- Data di pubblicazione
- 28/05/2025
- Ultima modifica
- 28/05/2025
“I mangiatori di patate”. Nel buio del Lazzaretto, la catastrofe secondo Castellucci
La produzione Societas alla Biennale di Venezia, dal 31 maggio al 15 giugno
Un grappolo di figure emerge dal buio, compatte come ombre scavate nel carbone. I loro corpi ricordano i minatori del Borinage o i contadini di Van Gogh. In un’atmosfera sonora fatta di fragori, ronzii, pulsazioni, prendono forma nel Lazzaretto Vecchio, nell’isola protetta al centro della laguna veneziana. È qui, tra le pareti in penombra, che Romeo Castellucci torna a confrontarsi con la catastrofe e il linguaggio, nel nuovo lavoro I Mangiatori di patate, presentato in prima assoluta sabato 31 maggio alla Biennale di Venezia, su invito del nuovo direttore della sezione Teatro Willem Dafoe.
Il titolo richiama direttamente il celebre dipinto di Vincent Van Gogh, e come nell’opera pittorica anche in scena si avverte una densità materica, una sospensione arcaica. Le figure sono colte in un’azione rituale e perturbante, che avanza come eco di eventi già accaduti o temuti. Nello spazio scenico, Castellucci costruisce un’esperienza percettiva radicale, che si fa “esperienza della catastrofe”, in cui “caduta o emersione dal pozzo dell’abisso coincidono”. Ed è proprio lì, in quella soglia tra collasso e rivelazione, che avviene ciò che il regista definisce “la scoperta prodigiosa: la perla opaca del linguaggio”.
I Mangiatori di patate è un lavoro corale che coinvolge anche la musica e le voci di Scott Gibbons e Oliver Gibbons, con la drammaturgia di Piersandra Di Matteo.
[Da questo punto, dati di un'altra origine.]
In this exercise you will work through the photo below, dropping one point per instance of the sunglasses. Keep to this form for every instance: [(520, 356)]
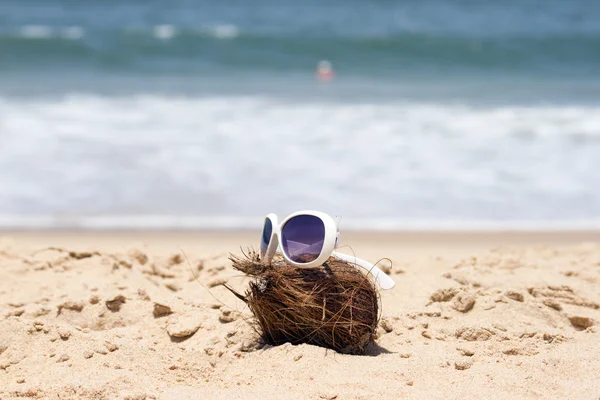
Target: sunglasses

In scena, Luca Nava, Sergio Scarlatella, Laura Pante, Vito Ancona, Jacopo Franceschet, Marco Gagliardi, Vittorio Tommasi e Michela Valerio. La performance – della durata di circa 50 minuti – sarà replicata quotidianamente (tranne il lunedì) fino al 15 giugno, con doppio orario alle 15 e alle 17, nella suggestiva cornice dell’Isola del Lazzaretto Vecchio, sito protetto FAI. La produzione è firmata Societas, con la coproduzione della Biennale di Venezia.
La relazione tra Romeo Castellucci e Willem Dafoe risale al 2016, quando l’attore statunitense fu protagonista del suo spettacolo The Minister’s Black Veil – opera la cui ripresa è prevista per il prossimo anno. Per il suo primo anno alla guida del settore Teatro della Biennale, Dafoe ha scelto di riaffidare a Castellucci un nuovo progetto, riconoscendo in lui una delle figure centrali del teatro contemporaneo europeo. Romeo Castellucci è noto infatti a livello internazionale per aver fondato un teatro che integra la totalità delle arti – musica, architettura, luce, gesto, voce – in una percezione unitaria dell’opera. Le sue creazioni, ospitate in oltre sessanta Paesi, hanno radicalmente ridefinito il rapporto tra scena e spettatore, ridefinendo il concetto stesso di drammaturgia visiva. Le sue opere, complesse e stratificate, ribaltano la centralità del testo e propongono una forma teatrale immersiva e autonoma rispetto alla narrazione.